Kuncinya adalah dengan menerapkan gaya hidup hemat, lalu bagaimana caranya untuk bisa berhemat, berikut ini yang patut Anda ketahui:
- Manfaatkan promo untuk berbelanja kebutuhan pokok, pada dasarnya kebutuhan pokok termasuk dalam kebutuhan yang paling penting dalam hidup, agar bisa lebih hemat, maka Anda dapat memanfaatkan promo untuk menunjang hal tersebut. Tak jarang promo-promo istimewa yang ditawarkan oleh minimarket maupun supermarket, apalagi di akhir pekan maupun akhir bulan.

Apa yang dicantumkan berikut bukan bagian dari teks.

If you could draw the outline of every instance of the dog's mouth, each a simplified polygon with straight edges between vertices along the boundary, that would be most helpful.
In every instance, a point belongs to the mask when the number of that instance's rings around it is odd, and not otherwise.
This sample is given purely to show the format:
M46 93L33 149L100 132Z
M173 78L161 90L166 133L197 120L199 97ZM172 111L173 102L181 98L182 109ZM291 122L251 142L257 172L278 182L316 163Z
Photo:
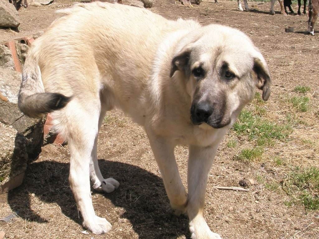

- Menyesuaikan gaya hidup dengan kondisi keuangan, jangan hidup dengan sekadar mengikuti gaya hidup orang lain yang sebenarnya Anda tidak mampu, ini hanya akan membuat Anda hidup boros.
- Mencari pekerjaan sampingan, cara lainnya bisa dengan mencoba mencari pekerjaan sampingan. Ada banyak bidang pekerjaan lain yang dapat dilakukan di sela-sela waktu kosong, lumayan bukan untuk menambah pemasukan Anda. Misalnya adalah dengan menjalankan sebuah bisnis.
- Masak sendiri untuk makan, ini akan jauh lebih hemat dibandingkan dengan membeli di luar. Bahkan tak ada salahnya juga bagi Anda untuk membawa bekal ke kantor jika seandainya memang perlu.
- Minimalisir menggunakan kendaraan pribadi, jika perlu gunakan sepeda biasa, apalagi jika seandainya jarak tempat tinggal ke kantor juga tidak begitu jauh, selain lebih sehat sebenarnya hal ini juga membantu Anda menjadi lebih hemat.
Siap untuk memulainya?, memang akan terasa berat di awal, namun akan sangat bermanfaat untuk masa depan keuangan Anda, karena membuatnya jadi lebih sehat. Karena meskipun dengan gaji sebatas UMR pastinya Anda ingin mandiri secara finansial di masa mendatang bukan, untuk harus dimulai dari sekarang.